Op zondag 26 mei jl. is door Omrop Fryslân de maandelijkse (Friestalige) gesproken column van mr. Tjalling van der Goot op de radio uitgezonden.
Hieronder volgt de Nederlandse vertaling.
“Friese verdachte: Praat mar Frysk!
Afgelopen week heb ik een strafzaak in het Fries bepleit. Het heeft gek genoeg het nieuws niet gehaald. Het zou eigenlijk ook geen nieuws moeten zijn en toch is het zelfs in Fryslân een grote uitzondering.
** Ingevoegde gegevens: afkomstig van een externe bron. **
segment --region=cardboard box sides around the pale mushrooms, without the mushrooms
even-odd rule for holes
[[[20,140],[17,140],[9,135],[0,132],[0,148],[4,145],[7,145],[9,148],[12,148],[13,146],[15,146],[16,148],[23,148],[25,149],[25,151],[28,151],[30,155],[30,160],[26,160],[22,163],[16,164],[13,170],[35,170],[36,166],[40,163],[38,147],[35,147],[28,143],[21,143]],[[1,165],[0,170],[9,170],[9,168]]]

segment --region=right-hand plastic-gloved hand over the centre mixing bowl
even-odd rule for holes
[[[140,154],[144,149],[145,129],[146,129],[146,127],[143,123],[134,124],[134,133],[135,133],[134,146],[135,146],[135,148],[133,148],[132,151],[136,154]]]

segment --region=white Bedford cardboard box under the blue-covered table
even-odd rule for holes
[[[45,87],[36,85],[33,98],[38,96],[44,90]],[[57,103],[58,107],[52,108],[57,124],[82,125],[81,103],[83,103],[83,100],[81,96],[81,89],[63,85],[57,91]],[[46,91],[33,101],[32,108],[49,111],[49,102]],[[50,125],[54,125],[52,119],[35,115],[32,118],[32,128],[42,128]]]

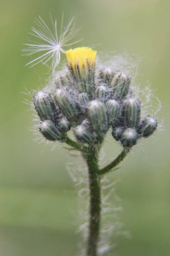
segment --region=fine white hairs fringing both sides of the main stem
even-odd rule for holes
[[[76,225],[79,225],[77,232],[81,234],[79,238],[79,254],[85,256],[83,245],[87,241],[89,228],[89,178],[87,167],[79,168],[79,162],[67,164],[67,170],[71,179],[75,183],[75,188],[79,195],[79,218]],[[112,244],[111,238],[114,236],[127,236],[130,234],[125,230],[124,224],[120,221],[119,213],[122,212],[122,201],[116,194],[116,185],[119,180],[110,183],[110,179],[101,178],[101,234],[99,238],[98,255],[113,255],[116,243]],[[113,223],[113,224],[112,224]]]

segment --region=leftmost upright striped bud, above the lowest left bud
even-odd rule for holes
[[[53,118],[56,114],[56,107],[48,90],[42,90],[34,95],[34,106],[42,121]]]

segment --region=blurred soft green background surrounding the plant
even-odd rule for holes
[[[29,69],[22,57],[30,28],[49,11],[67,22],[73,15],[81,27],[80,45],[98,52],[128,53],[140,59],[137,81],[151,88],[162,103],[157,115],[163,131],[141,140],[110,182],[116,185],[124,212],[121,220],[131,238],[117,238],[116,255],[170,255],[170,1],[169,0],[0,0],[1,152],[0,255],[75,256],[77,192],[66,163],[77,158],[58,146],[33,141],[32,112],[23,103],[45,84],[46,68]],[[120,147],[105,143],[109,162]],[[81,162],[81,161],[80,161]]]

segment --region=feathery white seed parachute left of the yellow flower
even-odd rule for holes
[[[63,28],[63,15],[62,22],[60,26],[60,32],[58,33],[58,25],[56,20],[52,20],[50,15],[50,22],[52,28],[42,20],[40,16],[36,19],[37,28],[32,28],[30,33],[34,38],[38,38],[38,42],[25,44],[27,49],[24,49],[24,55],[32,56],[34,59],[27,63],[30,67],[38,63],[43,63],[46,65],[48,61],[52,60],[52,71],[54,73],[56,67],[60,63],[60,53],[65,53],[65,47],[76,44],[80,40],[72,42],[72,39],[79,32],[79,29],[75,29],[75,18],[73,17],[71,21]]]

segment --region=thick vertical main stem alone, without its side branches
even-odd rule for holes
[[[97,243],[99,240],[99,224],[101,211],[101,188],[98,167],[97,149],[89,149],[85,156],[89,170],[89,236],[87,240],[87,256],[97,256]]]

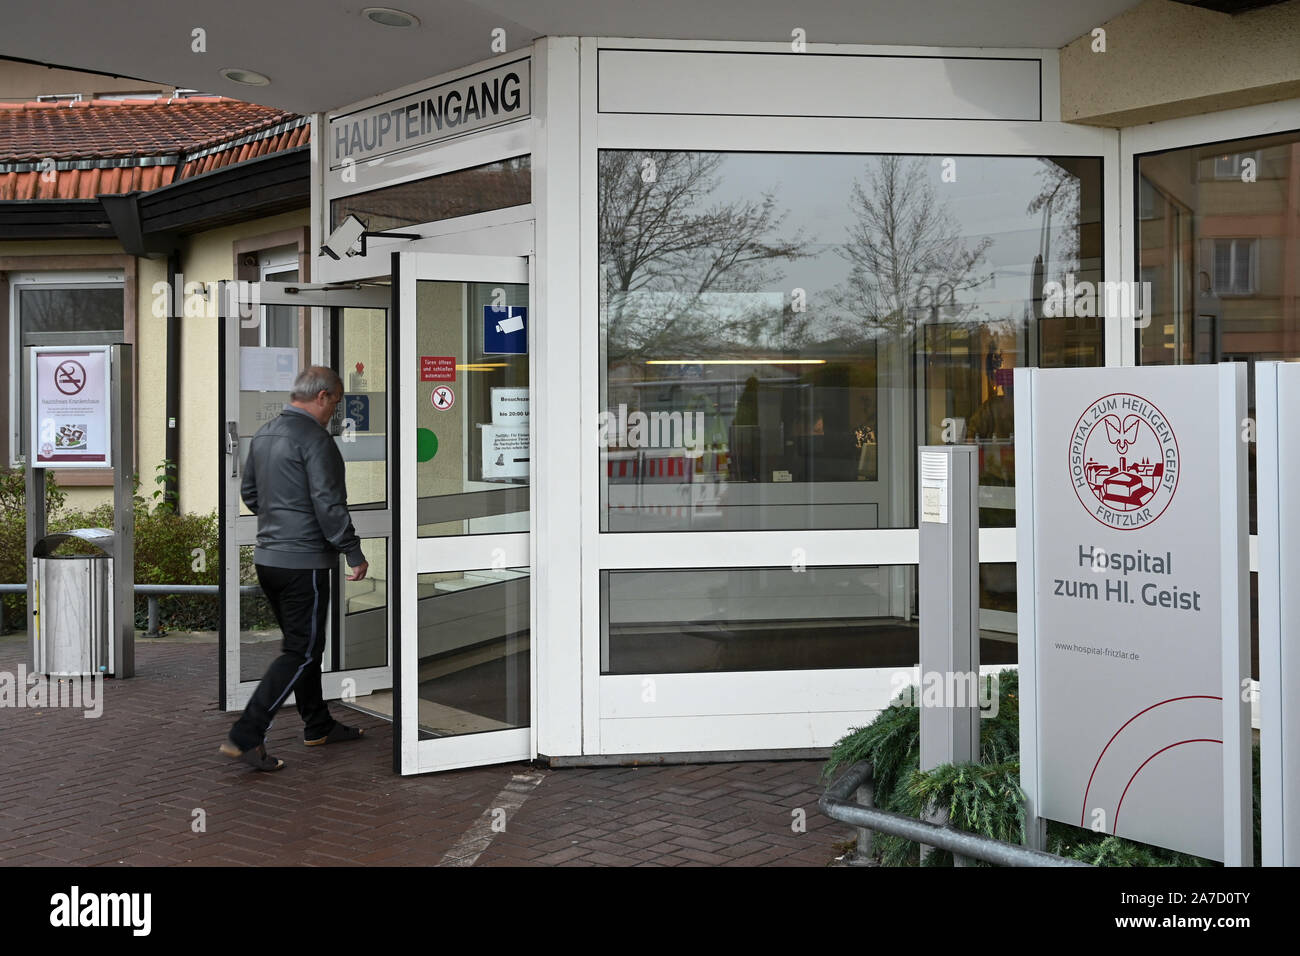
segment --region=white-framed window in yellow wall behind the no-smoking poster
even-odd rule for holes
[[[10,273],[9,276],[9,463],[26,460],[29,446],[27,346],[114,345],[124,332],[121,273]]]

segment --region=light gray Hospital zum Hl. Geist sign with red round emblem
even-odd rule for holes
[[[1014,389],[1028,814],[1248,865],[1245,367]]]

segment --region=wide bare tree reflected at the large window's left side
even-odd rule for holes
[[[780,332],[781,260],[807,255],[806,239],[780,234],[771,191],[710,202],[720,153],[602,151],[599,250],[602,316],[611,363],[719,349],[746,350]],[[716,293],[745,293],[718,306]]]

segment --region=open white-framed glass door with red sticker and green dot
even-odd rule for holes
[[[395,765],[533,745],[530,300],[519,256],[394,255]]]

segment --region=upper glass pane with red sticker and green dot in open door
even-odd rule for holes
[[[528,531],[528,286],[416,284],[421,537]]]

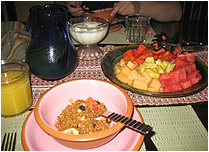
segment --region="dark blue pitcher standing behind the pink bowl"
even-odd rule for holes
[[[69,39],[67,8],[47,4],[30,8],[31,43],[26,62],[30,71],[45,80],[58,80],[77,66],[77,51]]]

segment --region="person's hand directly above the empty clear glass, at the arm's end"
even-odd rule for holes
[[[135,4],[134,1],[120,1],[114,4],[114,9],[111,15],[114,16],[116,13],[121,15],[135,14],[138,10],[138,5]]]

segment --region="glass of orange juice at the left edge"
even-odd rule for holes
[[[29,67],[23,61],[1,61],[1,116],[27,111],[32,104]]]

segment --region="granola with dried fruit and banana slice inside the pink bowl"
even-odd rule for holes
[[[71,104],[57,116],[55,127],[58,131],[68,134],[92,134],[110,127],[109,119],[95,119],[107,111],[103,103],[91,97],[69,101]]]

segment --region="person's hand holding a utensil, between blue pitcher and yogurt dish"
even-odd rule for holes
[[[81,8],[82,2],[81,1],[69,1],[67,3],[68,11],[70,12],[71,15],[73,16],[81,16],[84,14],[83,8],[87,8],[85,5],[83,8]]]

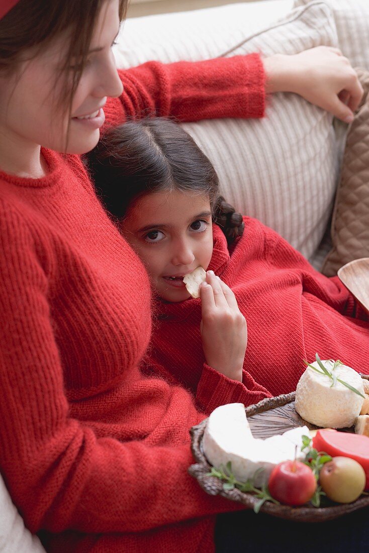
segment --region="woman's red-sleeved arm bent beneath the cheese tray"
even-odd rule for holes
[[[127,377],[121,441],[71,416],[47,256],[8,203],[0,221],[0,469],[28,528],[136,532],[232,510],[188,475],[188,431],[203,416],[184,389]],[[129,424],[132,404],[140,419]]]

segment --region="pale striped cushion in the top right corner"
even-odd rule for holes
[[[333,12],[342,53],[351,64],[369,69],[369,1],[324,0]],[[309,0],[295,0],[304,6]]]

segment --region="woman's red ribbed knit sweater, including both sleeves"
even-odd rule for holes
[[[263,114],[256,55],[145,64],[122,80],[110,124]],[[49,551],[212,551],[213,515],[235,506],[187,473],[203,416],[191,396],[138,370],[147,274],[81,159],[43,154],[44,178],[0,173],[1,473]]]

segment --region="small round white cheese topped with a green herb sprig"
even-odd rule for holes
[[[334,365],[332,361],[322,361],[322,363],[332,372]],[[321,371],[316,361],[311,364]],[[334,374],[363,394],[362,378],[354,369],[339,364],[334,369]],[[304,420],[324,428],[352,426],[360,414],[362,402],[363,398],[344,384],[336,381],[332,386],[332,379],[328,375],[320,374],[310,367],[306,368],[296,388],[297,413]]]

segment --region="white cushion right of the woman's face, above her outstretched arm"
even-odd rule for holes
[[[264,0],[129,18],[116,39],[117,66],[215,58],[288,13],[292,5],[293,0]]]

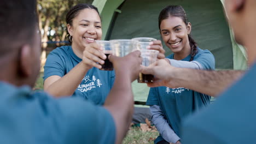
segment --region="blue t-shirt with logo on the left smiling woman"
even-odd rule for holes
[[[82,59],[75,55],[71,46],[57,47],[47,57],[43,79],[46,80],[53,75],[63,77],[81,61]],[[94,104],[102,105],[113,86],[114,79],[114,71],[99,70],[93,67],[88,70],[73,96],[83,97]]]

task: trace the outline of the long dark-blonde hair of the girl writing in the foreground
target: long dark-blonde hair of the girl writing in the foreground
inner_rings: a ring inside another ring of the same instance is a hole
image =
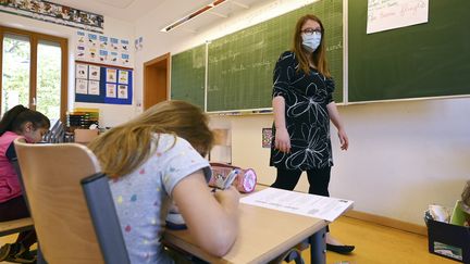
[[[132,173],[147,161],[156,149],[151,148],[156,134],[157,137],[159,134],[182,137],[202,155],[213,144],[208,117],[200,108],[184,101],[164,101],[100,135],[88,148],[100,161],[102,172],[115,178]]]

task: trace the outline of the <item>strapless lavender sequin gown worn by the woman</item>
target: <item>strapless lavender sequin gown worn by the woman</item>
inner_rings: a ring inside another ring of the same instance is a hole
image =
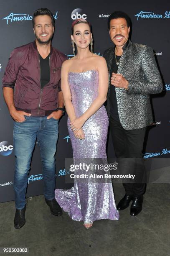
[[[79,117],[97,97],[99,74],[96,70],[82,73],[69,72],[68,81],[76,117]],[[70,125],[68,125],[68,130],[73,148],[74,164],[78,164],[79,159],[107,158],[108,117],[104,105],[84,124],[84,140],[75,138]],[[79,174],[79,170],[74,174]],[[93,181],[84,179],[84,182],[81,182],[80,179],[74,179],[74,187],[67,190],[56,189],[55,194],[59,205],[64,211],[69,212],[69,216],[73,220],[92,223],[100,219],[119,219],[111,182],[101,183],[99,179],[96,182],[94,179]]]

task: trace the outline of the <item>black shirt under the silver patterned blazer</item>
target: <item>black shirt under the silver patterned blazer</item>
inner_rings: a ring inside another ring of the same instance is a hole
[[[116,55],[117,62],[121,56]],[[112,72],[117,73],[118,65],[116,64],[115,54],[112,59],[112,65],[110,69],[110,79],[112,77]],[[117,121],[119,120],[118,108],[117,108],[117,98],[116,98],[116,90],[115,86],[110,84],[110,116]]]

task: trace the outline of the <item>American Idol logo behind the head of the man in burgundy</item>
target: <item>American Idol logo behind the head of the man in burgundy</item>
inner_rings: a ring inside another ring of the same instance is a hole
[[[55,20],[58,18],[58,11],[56,12],[54,16]],[[14,22],[14,21],[23,21],[23,20],[32,20],[33,16],[30,16],[29,14],[26,13],[10,13],[7,17],[3,18],[3,20],[7,20],[7,25],[8,22]]]

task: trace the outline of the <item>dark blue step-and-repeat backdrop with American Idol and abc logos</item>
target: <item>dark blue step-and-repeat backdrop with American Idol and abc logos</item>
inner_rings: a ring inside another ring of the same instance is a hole
[[[152,95],[155,123],[148,127],[145,159],[170,157],[170,3],[167,0],[143,1],[78,1],[78,0],[1,0],[0,1],[0,81],[15,47],[34,41],[32,28],[33,11],[48,8],[56,20],[53,46],[73,56],[71,47],[71,23],[76,18],[87,19],[93,28],[94,53],[102,56],[112,46],[107,29],[107,18],[115,10],[122,10],[132,19],[132,41],[151,46],[154,50],[164,90]],[[65,169],[65,158],[72,157],[72,148],[67,130],[67,116],[60,120],[59,139],[56,152],[56,187],[69,188],[65,183],[69,170]],[[114,157],[111,138],[108,139],[107,153]],[[167,162],[167,161],[166,161]],[[13,173],[13,119],[0,91],[0,202],[14,200]],[[162,165],[162,166],[161,166]],[[164,167],[164,162],[161,161]],[[156,168],[156,166],[155,166]],[[38,143],[35,145],[31,169],[28,175],[27,196],[43,194],[43,175]]]

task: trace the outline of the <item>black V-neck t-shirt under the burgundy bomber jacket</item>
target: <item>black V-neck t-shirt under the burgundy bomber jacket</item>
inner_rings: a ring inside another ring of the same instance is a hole
[[[41,68],[41,88],[48,84],[50,81],[50,54],[43,59],[40,55],[40,68]]]

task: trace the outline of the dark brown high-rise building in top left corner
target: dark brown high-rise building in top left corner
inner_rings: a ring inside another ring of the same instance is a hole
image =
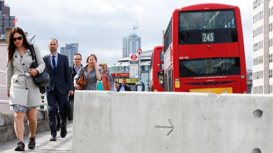
[[[0,34],[5,34],[5,27],[15,27],[15,16],[10,16],[10,7],[0,0]]]

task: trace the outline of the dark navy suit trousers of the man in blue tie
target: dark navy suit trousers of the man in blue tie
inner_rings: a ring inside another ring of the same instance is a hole
[[[49,126],[51,130],[51,136],[56,136],[56,103],[59,109],[59,115],[61,119],[61,127],[66,127],[66,108],[67,108],[67,99],[68,95],[61,95],[58,91],[57,87],[54,87],[52,92],[47,93],[47,105],[48,105],[48,118],[49,118]]]

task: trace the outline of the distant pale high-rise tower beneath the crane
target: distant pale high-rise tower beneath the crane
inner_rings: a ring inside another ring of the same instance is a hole
[[[122,58],[128,57],[132,53],[137,53],[141,48],[141,38],[136,33],[131,33],[122,39]]]

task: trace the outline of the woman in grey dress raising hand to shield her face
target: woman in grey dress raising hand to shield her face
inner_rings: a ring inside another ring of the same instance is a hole
[[[88,64],[87,64],[88,63]],[[74,77],[74,87],[76,90],[97,90],[97,80],[101,81],[102,72],[101,69],[97,67],[97,57],[95,54],[87,56],[86,66],[83,67],[83,73],[85,74],[86,86],[80,87],[77,85],[78,79],[82,74],[82,69],[80,69],[77,75]]]

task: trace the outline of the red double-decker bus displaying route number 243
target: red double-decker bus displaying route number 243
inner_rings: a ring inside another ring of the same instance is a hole
[[[247,92],[239,7],[206,3],[174,10],[163,50],[165,91]]]

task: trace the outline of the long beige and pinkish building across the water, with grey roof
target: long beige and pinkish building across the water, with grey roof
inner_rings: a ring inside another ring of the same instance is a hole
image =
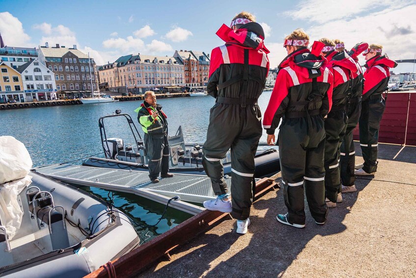
[[[101,86],[117,93],[168,92],[184,85],[183,63],[168,56],[122,56],[99,67],[99,75]]]

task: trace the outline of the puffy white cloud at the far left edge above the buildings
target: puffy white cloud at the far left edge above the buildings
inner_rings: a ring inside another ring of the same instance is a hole
[[[23,25],[17,17],[9,12],[0,12],[0,33],[5,45],[33,47],[30,36],[25,33]]]

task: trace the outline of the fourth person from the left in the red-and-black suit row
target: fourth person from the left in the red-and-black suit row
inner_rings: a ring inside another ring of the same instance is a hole
[[[335,40],[335,49],[339,51],[338,47],[342,47],[344,51],[343,43],[341,41]],[[339,167],[341,171],[341,192],[355,192],[357,188],[355,187],[355,175],[354,175],[354,165],[355,165],[355,147],[353,141],[353,130],[358,124],[361,114],[361,95],[364,79],[362,76],[361,65],[358,63],[358,55],[360,55],[364,50],[368,48],[368,43],[361,42],[356,44],[349,52],[348,55],[356,62],[357,72],[354,70],[351,71],[351,80],[350,88],[351,93],[347,95],[347,116],[348,123],[346,126],[346,131],[344,139],[342,140],[340,148],[340,160]]]

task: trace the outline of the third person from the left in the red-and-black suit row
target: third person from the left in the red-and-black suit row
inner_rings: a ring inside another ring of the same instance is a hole
[[[330,208],[336,207],[336,203],[342,202],[341,177],[339,171],[339,148],[345,134],[348,121],[345,111],[347,94],[350,92],[351,71],[357,72],[357,64],[343,52],[335,51],[335,44],[328,38],[319,41],[325,46],[322,55],[328,60],[328,65],[333,73],[333,107],[325,119],[325,201]]]

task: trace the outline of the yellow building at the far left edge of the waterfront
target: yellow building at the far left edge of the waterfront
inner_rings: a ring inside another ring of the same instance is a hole
[[[24,101],[22,75],[4,62],[0,62],[0,97]]]

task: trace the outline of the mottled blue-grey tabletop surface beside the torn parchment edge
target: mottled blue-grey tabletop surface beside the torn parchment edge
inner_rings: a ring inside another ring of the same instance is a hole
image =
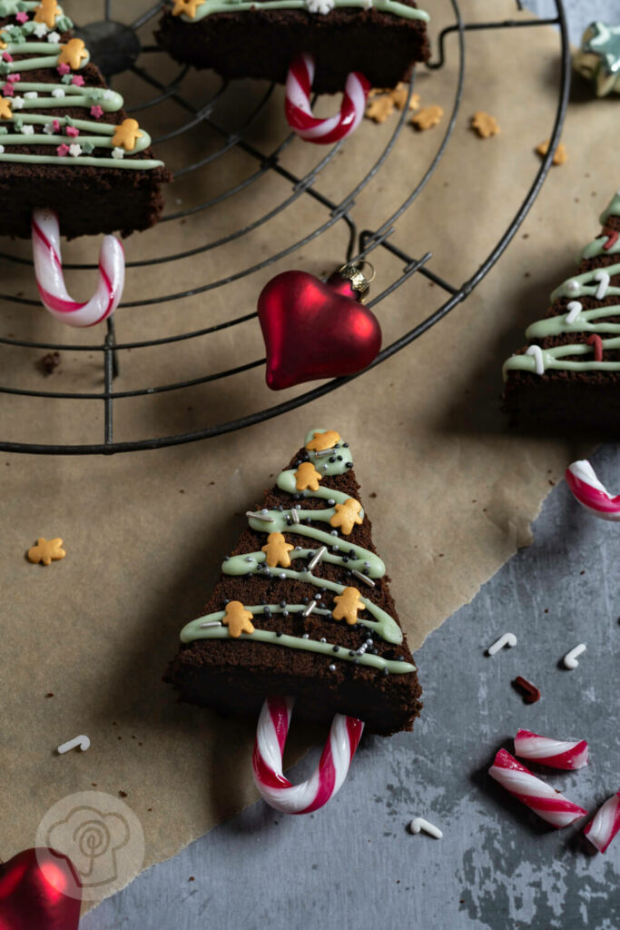
[[[545,15],[550,4],[529,6]],[[566,7],[574,41],[588,20],[620,21],[620,0]],[[594,461],[618,489],[617,449]],[[574,801],[594,809],[620,787],[620,526],[590,518],[562,484],[534,537],[418,652],[425,709],[413,735],[367,737],[323,811],[287,818],[256,804],[103,902],[81,930],[617,930],[620,840],[588,855],[578,828],[547,830],[486,776],[525,726],[590,742],[585,771],[550,777]],[[517,646],[486,658],[507,630]],[[578,669],[562,671],[581,641]],[[539,685],[538,704],[513,691],[517,674]],[[416,815],[443,839],[409,834]]]

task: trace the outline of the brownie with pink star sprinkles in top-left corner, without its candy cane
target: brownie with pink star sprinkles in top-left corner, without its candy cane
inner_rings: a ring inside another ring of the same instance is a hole
[[[30,236],[36,207],[67,236],[147,229],[161,213],[170,175],[72,26],[56,0],[0,2],[0,234]]]

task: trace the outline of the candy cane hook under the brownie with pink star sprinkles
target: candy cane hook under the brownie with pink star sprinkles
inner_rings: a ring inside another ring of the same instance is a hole
[[[33,210],[34,274],[39,294],[52,316],[67,326],[94,326],[117,308],[125,285],[125,252],[113,235],[99,251],[99,285],[86,303],[67,293],[60,257],[59,218],[52,210]]]

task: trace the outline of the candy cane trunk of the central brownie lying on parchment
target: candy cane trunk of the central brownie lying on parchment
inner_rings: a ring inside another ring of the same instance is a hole
[[[336,713],[321,760],[307,781],[284,777],[283,756],[294,697],[267,697],[260,711],[252,765],[261,796],[284,814],[310,814],[323,807],[347,777],[363,733],[363,721]]]

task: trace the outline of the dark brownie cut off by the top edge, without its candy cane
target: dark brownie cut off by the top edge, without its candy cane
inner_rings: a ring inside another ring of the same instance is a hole
[[[429,59],[427,20],[414,0],[176,0],[156,37],[175,60],[226,79],[284,84],[291,61],[305,52],[315,60],[313,89],[321,94],[342,90],[354,71],[375,87],[406,80],[416,61]]]

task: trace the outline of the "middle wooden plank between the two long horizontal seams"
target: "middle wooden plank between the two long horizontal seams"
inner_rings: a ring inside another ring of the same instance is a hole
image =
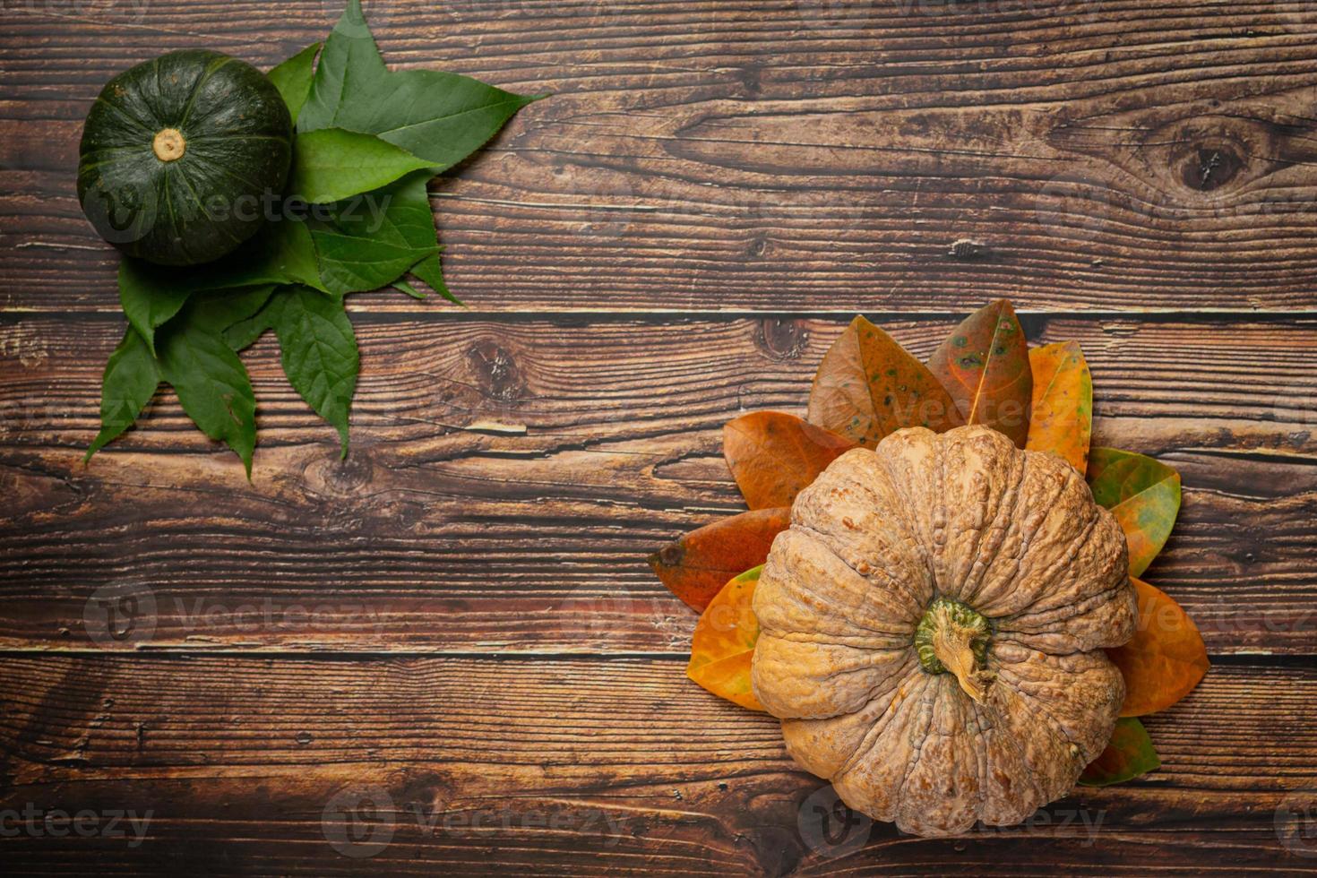
[[[951,325],[886,323],[919,354]],[[0,326],[0,642],[86,648],[104,628],[84,619],[99,590],[149,588],[154,648],[682,653],[694,617],[644,555],[741,508],[720,425],[801,411],[843,326],[357,324],[342,462],[283,383],[273,340],[248,355],[262,404],[250,484],[167,394],[83,469],[120,324]],[[1184,511],[1148,575],[1209,648],[1317,650],[1313,325],[1030,324],[1088,351],[1098,442],[1181,471]]]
De zaak betrof een dodelijk verkeersongeval bij Wâlterswâld in februari afgelopen jaar. Een jonge vrouw uit Driezum moest zich voor de rechters verantwoorden. Ze zou mogelijk schuld hebben aan dit trieste voorval. Dergelijke ernstige zaken worden steevast behandeld door een meervoudige strafkamer, bestaande uit drie rechters. Ook de ondervraging door deze drie rechters van de rechtbank, alsmede het voordragen van de eis door de officier van justitie gebeurde in de Friese taal. Vanzelfsprekend was de reden hiervoor dat de verdachte zelf ook Fries sprak en het haar voorkeur had dat zij haar zegje in het Fries deed. Voor zover ik weet, heeft een dergelijke Friese zitting bij de meervoudige strafkamer nooit eerder plaatsgevonden. Uniek dus.
Moeten wij hier blij mee zijn?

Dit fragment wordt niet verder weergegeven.